The mission “involves many engineering innovations, high risks and great challenges,” the agency said on its website. “The payload carried by the Chang’e 6 lander will function as planned and carry out scientific research missions.”
The successful mission became the second Chinese mission to the far side of the Moon. a region that no other country has reached. The side of the Moon that is always away from Earth is littered with deep, dark craters, making communications and robotic landing operations difficult.
Faced with these challenges, lunar and space experts involved in the Chang’e 6 mission described the landing phase as the time when the likelihood of failure is greatest. “Landing on the far side of the moon is very difficult because you don’t have line of sight, you depend on many links in the chain to control what happens, or you have to automate what happens,” Neil Melville explained.
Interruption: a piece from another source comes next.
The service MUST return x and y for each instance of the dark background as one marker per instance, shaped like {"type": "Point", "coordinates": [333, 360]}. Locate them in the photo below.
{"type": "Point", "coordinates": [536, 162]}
Kenny, a European Space Agency technician working with China on one of the Chang’e 6 payloads.
“Automation is very difficultespecially at high latitudes because there are long shadows that can confuse landers,” Melville added.
Chang’e-6 probe It was released on May 3. on China’s Long March 5 rocket from the Wenchang Satellite Launch Center on the southern island of Hainan and reached the vicinity of the Moon about a week later before adjusting its orbit to prepare for landing.
Chang’e 6 marks world’s third moon landing this year: Japan’s SLIM lander landed in January, followed by a lander from US startup Intuitive Machines the following month.
Other countries that have sent spacecraft to Earth’s closest neighbor include the then Soviet Union and India. The United States is the only country to have landed men on the moon since 1969.
Moon sampling
Using a shovel and drill, the Chang’e-6 lander will aim collect 2 kg of lunar material for two days and return it to Earth.
The samples will be transferred to a launch vehicle on top of the lander, which will be launched back into space, dock with another spacecraft in lunar orbit and return, with an expected landing in China’s Inner Mongolia region around June 25.
If all goes according to plan, the mission will provide China with an intact record of the Moon’s 4.5 billion-year history and provide new clues about the formation of the solar system. It will also allow for an unprecedented comparison of the dark, unexplored region with the more explored side of the Moon facing Earth.
China’s lunar strategy includes landing its first astronaut around 2030 in a program of which Russia is a partner. In 2020, China carried out its first lunar sample return mission with the Chang’e 5 spacecraft, collecting samples from the near side of the Moon.